Hammer Toe

toe deformity bunion hammer
Ziga Lisjak / Getty Images

A hammer toe deformity occurs when the PIP joint is abnormally bent. This most often occurs in the second toe, and is often the result of a big toe bunion pushing on the second toe. A painful callous often forms on top of the first joint in the toe.

The PIP joint is one of three joint in each of the lesser toes (the four toes other than the big toe). The MTP joint is at the base of the toe, then the PIP joint, and the DIP joint is at the tip of the toe. The PIP joint is abnormally bent, causing the top of this joint to be prominent in a hammer toe deformity.

In the photo on this page, the big toe has a bunion deformity, and the second toe has a hammer toe deformity. Patients with a hammer toe often have a callous form directly on top of the PIP joint. This combination of a bunion of the big toe and a second hammer toe deformity is extremely common. The bunion deformity causes the hammer toe to form as a result of pressure forcing the abnormal position of the second toe.

Hammer Toe Treatment

Treatment of a hammer toe should usually consist of simple steps to start. While more invasive treatments may become necessary, non-invasive treatments should be attempted first. Initial steps of treatment should consist of simple padding of the callous on top of the toe, as well as buying appropriate footwear. The best shoes for patients with a hammer toe will have a wide toe box, no pressure on the end of the toe, and will not press on a bunion (which may cause worsening of the hammer toe).

Special inserts can be used to help alleviate pain from a hammer toe including doughnut cushions and gel sleeves. These inserts will alleviate pressure on the callus that has formed.

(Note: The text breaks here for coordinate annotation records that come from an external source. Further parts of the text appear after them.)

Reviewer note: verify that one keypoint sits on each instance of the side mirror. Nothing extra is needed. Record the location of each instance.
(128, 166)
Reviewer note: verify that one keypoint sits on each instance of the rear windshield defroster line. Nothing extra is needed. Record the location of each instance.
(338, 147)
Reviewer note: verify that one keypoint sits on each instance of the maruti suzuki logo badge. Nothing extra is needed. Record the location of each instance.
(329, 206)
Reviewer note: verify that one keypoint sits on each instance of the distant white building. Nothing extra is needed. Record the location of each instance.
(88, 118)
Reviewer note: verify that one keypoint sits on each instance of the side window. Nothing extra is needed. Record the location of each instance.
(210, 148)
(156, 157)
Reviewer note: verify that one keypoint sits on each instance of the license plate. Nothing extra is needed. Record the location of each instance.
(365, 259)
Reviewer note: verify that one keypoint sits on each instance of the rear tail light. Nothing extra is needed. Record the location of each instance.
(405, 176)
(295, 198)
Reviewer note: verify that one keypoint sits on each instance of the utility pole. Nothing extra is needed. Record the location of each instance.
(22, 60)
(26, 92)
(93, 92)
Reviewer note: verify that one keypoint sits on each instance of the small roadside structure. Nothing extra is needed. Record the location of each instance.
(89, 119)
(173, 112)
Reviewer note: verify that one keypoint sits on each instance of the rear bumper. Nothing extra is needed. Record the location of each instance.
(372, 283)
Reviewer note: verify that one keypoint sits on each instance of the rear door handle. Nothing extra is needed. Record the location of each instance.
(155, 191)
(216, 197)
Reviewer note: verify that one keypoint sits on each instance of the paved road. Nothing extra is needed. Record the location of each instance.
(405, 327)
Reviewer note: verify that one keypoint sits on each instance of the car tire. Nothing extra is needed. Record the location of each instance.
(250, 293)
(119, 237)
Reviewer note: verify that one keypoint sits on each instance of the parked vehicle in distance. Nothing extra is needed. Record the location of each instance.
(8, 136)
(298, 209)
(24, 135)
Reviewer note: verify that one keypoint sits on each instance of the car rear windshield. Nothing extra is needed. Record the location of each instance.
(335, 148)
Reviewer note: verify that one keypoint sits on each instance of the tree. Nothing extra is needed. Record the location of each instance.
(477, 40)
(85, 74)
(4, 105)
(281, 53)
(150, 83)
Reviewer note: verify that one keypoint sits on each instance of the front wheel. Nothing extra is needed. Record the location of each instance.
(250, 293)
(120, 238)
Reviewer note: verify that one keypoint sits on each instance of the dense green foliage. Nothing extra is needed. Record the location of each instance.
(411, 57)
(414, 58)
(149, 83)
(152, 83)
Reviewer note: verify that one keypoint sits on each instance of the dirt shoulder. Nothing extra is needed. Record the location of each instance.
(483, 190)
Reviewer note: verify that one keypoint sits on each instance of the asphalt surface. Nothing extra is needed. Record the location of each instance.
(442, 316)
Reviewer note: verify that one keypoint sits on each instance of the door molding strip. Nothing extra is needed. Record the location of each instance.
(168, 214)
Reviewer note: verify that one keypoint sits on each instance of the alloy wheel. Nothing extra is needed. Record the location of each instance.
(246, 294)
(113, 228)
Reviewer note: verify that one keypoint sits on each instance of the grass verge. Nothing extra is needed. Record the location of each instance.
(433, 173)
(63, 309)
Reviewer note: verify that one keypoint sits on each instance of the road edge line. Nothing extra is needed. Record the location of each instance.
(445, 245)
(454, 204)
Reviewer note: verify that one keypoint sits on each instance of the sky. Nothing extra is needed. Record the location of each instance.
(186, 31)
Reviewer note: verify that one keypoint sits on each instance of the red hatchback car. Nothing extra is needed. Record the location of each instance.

If these treatments are not sufficient at correcting the hammer toe, an operation to straighten the toe may be necessary. This is often performed in conjunction with surgery for a bunion deformity. The surgical treatment of a hammer toe can consist of either cutting the tendons to relieve the pressure that causes the deformity, or fusing the toe so that it points straight permanently. Usually the surgery depends on if the hammer toe deformity is flexible (can be straightened) or fixed (is stuck in the abnormal position).

Results of surgical treatment are typically good, so long as the deformity is adequately addressed, including associated deformities of other toes (such as bunions). Possible complications of surgery include infections, persistent pain, and recurrence of the deformity.